3.3. A-674563 Inhibits SphK1 Activity Independently of Akt
A-674563 was more potent than the PI3K-Akt inhibitor Wortmannin in inhibiting U937 cells. While both blocked Akt activation, A-674563 retained anti-survival and pro-death effects even in the presence of Wortmannin. Wortmannin had little effect on PTEN wild-type AML progenitor cells, suggesting Akt-independent mechanisms for A-674563.
A-674563 dose-dependently decreased SphK1 activity in U937 cells, leading to increased ceramide and decreased S1P. The SphK1 activator K6PC-5 or exogenous S1P blocked A-674563-induced ceramide production, apoptosis, and viability reduction. In all AML progenitor cell lines, SphK1 inhibition and ceramide accumulation were observed after A-674563 treatment, regardless of PTEN/Akt status. Wortmannin did not affect SphK1 activity, indicating SphK1 inhibition by A-674563 is independent of Akt.
3.4. Anti-AML Activity of A-674563 In Vivo
In a U937 xenograft mouse model, daily intraperitoneal injection of A-674563 (15 or 40 mg/kg) significantly inhibited tumor growth and improved survival compared to saline controls. The effect was dose-dependent. Mice tolerated the treatment well, with no significant difference in body weight between groups.
4. Discussion
This study demonstrates that A-674563, a novel Akt kinase inhibitor, potently inhibits survival and proliferation of U937 cells and human AML progenitor cells by activating caspase-dependent apoptosis. Mechanistically, A-674563 blocks Akt activation and simultaneously inhibits SphK1 activity, leading to increased pro-apoptotic ceramide and decreased pro-survival S1P in AML cells. In vivo, A-674563 suppressed leukemic tumor growth and improved survival in mice.
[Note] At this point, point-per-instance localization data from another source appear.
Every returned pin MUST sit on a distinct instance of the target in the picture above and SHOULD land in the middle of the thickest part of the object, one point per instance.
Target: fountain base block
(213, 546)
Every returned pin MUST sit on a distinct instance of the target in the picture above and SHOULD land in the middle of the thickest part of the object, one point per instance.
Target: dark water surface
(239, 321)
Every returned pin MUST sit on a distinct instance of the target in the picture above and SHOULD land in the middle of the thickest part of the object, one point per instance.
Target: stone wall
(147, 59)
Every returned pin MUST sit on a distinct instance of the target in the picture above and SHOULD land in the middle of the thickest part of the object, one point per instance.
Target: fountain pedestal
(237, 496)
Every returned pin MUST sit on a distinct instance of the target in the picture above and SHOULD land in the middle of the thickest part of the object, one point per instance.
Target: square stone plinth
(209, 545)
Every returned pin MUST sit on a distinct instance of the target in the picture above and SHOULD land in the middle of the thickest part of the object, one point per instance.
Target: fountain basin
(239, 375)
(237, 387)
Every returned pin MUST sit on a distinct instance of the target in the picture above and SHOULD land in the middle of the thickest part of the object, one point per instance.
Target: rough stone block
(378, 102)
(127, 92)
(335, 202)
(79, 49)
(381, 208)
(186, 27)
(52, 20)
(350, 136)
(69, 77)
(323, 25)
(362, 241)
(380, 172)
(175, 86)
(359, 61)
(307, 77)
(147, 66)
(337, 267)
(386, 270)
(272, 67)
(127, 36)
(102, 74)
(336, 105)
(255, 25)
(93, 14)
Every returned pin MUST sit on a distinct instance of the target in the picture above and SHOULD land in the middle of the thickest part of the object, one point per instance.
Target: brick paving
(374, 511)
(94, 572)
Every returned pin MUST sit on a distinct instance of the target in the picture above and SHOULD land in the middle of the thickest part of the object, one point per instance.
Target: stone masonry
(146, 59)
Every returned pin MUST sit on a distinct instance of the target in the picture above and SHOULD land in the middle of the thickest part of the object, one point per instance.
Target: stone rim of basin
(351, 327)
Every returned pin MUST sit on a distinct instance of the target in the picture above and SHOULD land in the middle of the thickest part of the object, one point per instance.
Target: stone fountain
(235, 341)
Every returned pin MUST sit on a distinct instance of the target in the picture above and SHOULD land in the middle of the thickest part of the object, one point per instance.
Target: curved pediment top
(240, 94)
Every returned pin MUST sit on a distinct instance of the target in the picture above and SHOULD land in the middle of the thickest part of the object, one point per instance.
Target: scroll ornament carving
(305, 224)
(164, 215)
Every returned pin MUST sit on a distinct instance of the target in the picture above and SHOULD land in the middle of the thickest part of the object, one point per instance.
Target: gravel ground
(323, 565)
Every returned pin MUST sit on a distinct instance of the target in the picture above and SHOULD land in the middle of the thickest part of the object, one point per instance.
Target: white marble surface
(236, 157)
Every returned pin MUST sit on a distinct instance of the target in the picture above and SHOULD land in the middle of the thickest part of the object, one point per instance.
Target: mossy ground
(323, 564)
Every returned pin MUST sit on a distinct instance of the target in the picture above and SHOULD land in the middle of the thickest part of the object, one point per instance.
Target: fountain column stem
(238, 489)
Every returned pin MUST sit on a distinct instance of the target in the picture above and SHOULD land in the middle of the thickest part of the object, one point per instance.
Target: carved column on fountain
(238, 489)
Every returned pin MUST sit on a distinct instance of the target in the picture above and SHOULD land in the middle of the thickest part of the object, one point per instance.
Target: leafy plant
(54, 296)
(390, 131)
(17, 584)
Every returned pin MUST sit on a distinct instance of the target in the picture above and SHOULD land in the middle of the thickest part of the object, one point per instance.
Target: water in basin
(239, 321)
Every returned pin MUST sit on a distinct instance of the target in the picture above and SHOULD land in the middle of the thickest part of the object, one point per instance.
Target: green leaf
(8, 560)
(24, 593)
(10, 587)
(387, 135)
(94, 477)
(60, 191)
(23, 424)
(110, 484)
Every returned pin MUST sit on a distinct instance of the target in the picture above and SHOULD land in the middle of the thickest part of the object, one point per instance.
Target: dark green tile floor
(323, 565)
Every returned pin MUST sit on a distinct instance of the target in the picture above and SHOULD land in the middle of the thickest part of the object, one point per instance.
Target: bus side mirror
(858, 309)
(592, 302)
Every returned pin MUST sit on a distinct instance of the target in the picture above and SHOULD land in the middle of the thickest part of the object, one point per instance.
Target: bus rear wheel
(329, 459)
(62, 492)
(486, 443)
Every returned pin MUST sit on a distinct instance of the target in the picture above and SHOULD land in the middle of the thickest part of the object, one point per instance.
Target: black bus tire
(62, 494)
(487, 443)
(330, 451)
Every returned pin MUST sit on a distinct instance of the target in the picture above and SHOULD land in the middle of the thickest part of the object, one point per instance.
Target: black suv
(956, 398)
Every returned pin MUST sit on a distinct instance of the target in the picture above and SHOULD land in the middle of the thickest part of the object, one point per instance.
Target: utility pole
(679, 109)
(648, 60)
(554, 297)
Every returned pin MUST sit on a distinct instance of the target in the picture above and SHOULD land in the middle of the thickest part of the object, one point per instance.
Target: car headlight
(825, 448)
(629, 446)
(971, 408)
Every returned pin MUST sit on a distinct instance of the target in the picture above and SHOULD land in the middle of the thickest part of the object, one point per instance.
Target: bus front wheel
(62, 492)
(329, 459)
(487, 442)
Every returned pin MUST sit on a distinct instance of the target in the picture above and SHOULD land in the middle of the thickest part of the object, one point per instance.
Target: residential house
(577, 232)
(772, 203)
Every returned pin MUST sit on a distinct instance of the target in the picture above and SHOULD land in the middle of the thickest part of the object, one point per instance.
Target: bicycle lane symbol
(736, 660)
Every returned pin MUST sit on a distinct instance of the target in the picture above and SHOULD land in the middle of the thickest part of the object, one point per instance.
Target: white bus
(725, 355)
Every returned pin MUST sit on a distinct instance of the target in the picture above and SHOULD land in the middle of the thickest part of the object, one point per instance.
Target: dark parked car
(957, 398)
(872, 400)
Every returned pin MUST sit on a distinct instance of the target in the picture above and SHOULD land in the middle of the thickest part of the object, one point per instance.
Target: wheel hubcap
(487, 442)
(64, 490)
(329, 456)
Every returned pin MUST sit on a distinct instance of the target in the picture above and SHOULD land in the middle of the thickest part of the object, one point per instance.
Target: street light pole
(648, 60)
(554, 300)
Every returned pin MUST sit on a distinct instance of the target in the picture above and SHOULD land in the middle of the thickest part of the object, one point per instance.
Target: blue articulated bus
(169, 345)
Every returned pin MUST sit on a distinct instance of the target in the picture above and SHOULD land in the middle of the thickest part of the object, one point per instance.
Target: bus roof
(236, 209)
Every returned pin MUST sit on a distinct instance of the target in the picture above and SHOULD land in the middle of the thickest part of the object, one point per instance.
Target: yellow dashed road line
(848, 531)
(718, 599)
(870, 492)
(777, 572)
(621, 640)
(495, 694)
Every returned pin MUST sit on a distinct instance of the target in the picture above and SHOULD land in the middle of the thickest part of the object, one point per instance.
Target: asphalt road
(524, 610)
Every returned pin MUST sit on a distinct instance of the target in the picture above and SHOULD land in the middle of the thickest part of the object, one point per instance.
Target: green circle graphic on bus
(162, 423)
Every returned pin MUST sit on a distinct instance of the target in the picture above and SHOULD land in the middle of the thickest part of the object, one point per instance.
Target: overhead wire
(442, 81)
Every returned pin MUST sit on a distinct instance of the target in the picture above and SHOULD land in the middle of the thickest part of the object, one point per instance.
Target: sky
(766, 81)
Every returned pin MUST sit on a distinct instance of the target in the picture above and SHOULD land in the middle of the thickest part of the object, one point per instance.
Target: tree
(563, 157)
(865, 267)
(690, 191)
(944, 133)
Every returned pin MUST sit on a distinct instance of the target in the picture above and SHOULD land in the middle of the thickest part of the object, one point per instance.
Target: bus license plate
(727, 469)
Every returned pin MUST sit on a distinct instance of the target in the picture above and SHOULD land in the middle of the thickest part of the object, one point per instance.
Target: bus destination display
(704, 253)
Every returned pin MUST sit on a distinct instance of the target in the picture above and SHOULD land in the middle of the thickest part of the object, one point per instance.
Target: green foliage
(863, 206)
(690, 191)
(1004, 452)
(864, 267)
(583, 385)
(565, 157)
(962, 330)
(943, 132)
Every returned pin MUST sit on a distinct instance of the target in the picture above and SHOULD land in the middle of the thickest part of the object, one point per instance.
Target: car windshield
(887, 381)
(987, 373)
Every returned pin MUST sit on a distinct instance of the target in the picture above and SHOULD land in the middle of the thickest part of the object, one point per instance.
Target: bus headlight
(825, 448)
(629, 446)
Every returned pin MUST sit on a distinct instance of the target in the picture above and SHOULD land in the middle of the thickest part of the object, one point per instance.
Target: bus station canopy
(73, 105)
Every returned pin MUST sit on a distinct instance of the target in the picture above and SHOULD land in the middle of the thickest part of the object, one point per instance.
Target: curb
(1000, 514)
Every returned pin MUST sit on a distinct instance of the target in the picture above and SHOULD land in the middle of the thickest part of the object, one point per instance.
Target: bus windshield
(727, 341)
Sphingolipid metabolites, including ceramide, sphingosine, and S1P, play vital roles in cancer cell development. SphK1 regulates the balance between pro-apoptotic ceramide and pro-survival S1P. SphK1 is dysregulated in AML and is a promising therapeutic target. A-674563’s ability to inhibit SphK1 and increase ceramide appears to be independent of Akt inhibition and may explain its superior activity against AML cells. SphK1 inhibition and ceramide accumulation were most significant in certain AML progenitor cells, regardless of PTEN or Akt status. In non-cancerous PBMCs, both basal Akt and SphK1 levels were low, which may explain their resistance to A-674563.
Overall, A-674563 exerts potent anti-leukemic activity in vitro and in vivo, possibly via concurrent targeting of Akt and SphK1 signaling.